Chapter 14
Ashley
FOR A MOMENT, I HADN’T known what was going on. All I’d heard through the black hole of sleep was a gasp, and someone moving beside me. I wasn’t sure I’d ever rocketed awake so fast, my mind going to terrible things in an instant, like the men in black storming the beach. They’d already stormed my research station, and my dreams and body truly believed they had found us here, too.
It was still night, and the moon had dipped further towards the horizon, but it was light enough within the grove I could see. My gaze swept the area wildly, looking for the threat, my heartbeat hammering in my chest. But I found nothing, just trees.
The man was sitting up beside me, his face partly in shadow. It didn’t look like he was on alert—wouldn’t he have jumped up if there was a threat?—but he was breathing hard.
“What’s wrong? What happened? Are they here?” My voice sounded high and panicked to my ears as I strained to hear or see any sign of attack.
“They’re not here. It’s okay.” The man’s voice was calm and even.
But I couldn’t seem to calm myself down—my anxiety was up, and it seemed determined to stay there. My mind, still too wired from yesterday’s threats and the fact that we were trapped on a deserted island, couldn’t seem to believe it.
“No one’s here,” he repeated, and this time, he put a hand over mine and squeezed it. His tone reached a register of calm I wouldn’t have thought possible from the gruff soldier. He didn’t seem worried at all.
My heartbeat began to slow, the adrenaline pumping through my system draining away, leaving me feeling weary. It even took me a moment to realize where we were.
Right. We’d fallen asleep in the Hyoi pear grove. Now that the imagined danger had passed, I realized I was still half-asleep, and dragged my mind into the present. I couldn’t even remember why we’d fallen asleep here for moment before the memories of the past hours snapped back into my mind, bringing far more awareness in an instant than I’d managed in the minute I’d been awake.
We’d had sex. Wild sex. Sex unlike anything I’d ever had before, so ferocious and desperate I’d nearly blacked out for a moment when my orgasm had exploded within me. I was sore, too, and sticky, the pear juice and the taste of him on my tongue.
“I just realized who those men in the surprise attack were.” The man’s words penetrated my foggy brain, and when they finally registered, my gaze was instantly on his face, my eyes wide with surprise.
“You do? Who were they?”
It looked like the soldier wasn’t going to tell me for a moment, and I felt my annoyance rising. After everything we’d been through the past, what, not even twenty-four hours? Was he going to remain stonily silent, dangling that information in front of me and then refusing to part with it?

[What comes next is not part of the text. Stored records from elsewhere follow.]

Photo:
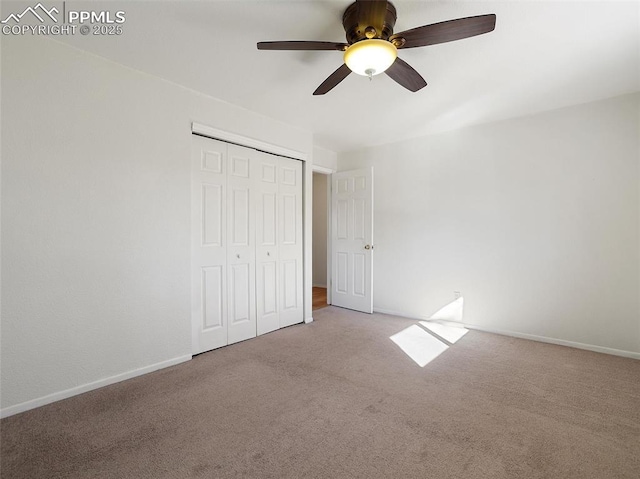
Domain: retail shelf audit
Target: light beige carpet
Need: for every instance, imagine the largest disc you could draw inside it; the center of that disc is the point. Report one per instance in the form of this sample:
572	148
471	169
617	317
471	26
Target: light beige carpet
338	399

I’d been through hell and back because of his secret, and I didn’t know how much more I would have to endure before we made it home. If we made it home. I knew the reality of being stranded on an island in the middle of nowhere—no one had to sugar coat it for me. And like I’d said the day before, I deserved to know what had put me into the middle of all this so unwittingly.
My eyes narrowed, and I took a breath to tell him just that.
“They’re a terrorist organization.”
The anger deflating slightly, I let the air out in a huff. “That much was pretty clear. They weren’t Russian or Japanese. At least, they weren’t speaking either language.”
“No, you’re right. They’re not.” Then his words stopped, and he shut his mouth like he had finished speaking.
Was that it? Was that all he was going to say? Confirm what had been abundantly clear from the get-go? A kindergartner could have figured that one out.
Then his eyes narrowed, his mouth squeezing into a line that echoed the severe expression on his face that made him look intimidating. More than intimidating. I had to steel myself to keep from shrinking away.
“If I tell you this, you can’t tell a soul. This is top secret information, information I’m not really at liberty to divulge. But we’re stuck on this island together, and you’re involved whether we like it or not. And if only one of us makes it off, then the other one has to make sure the information gets to the correct authorities. Do I make myself clear?”
I still forced myself not to shrink away from the ferocious look in his eyes, but I did swallow. I’d never met someone quite so intimidating, who could make me quake with alarm with just a few words and an expression.
Had he learned to do that in the Navy or somewhere else?
“I swear I won’t tell a soul.”
The man watched me for a moment more, then sighed, his shoulders deflating like keeping the information from me had kept him upright.
“It’s a terror cell. One that we don’t know a lot about. They seem to be an international organization, though, not tied to any one country or dictator. They’re shadowy, more ghosts than an actual entity, and no one has been able to figure out who runs it all. If there is one person.”
I had been leaning propped up on my arm, but I pushed myself up, pulling my knees into my chest. Laying down like that, I felt too exposed and open to the information I knew would come at me. I knew, without a doubt, this was going to be difficult and frighting for me to hear, but I also knew it was necessary.
“They’ve popped up worldwide, creating fortifications in remote places that are difficult to reach. Multiple intelligence agencies have tried to find out more and even take them down, but they’ve lost too many agents.”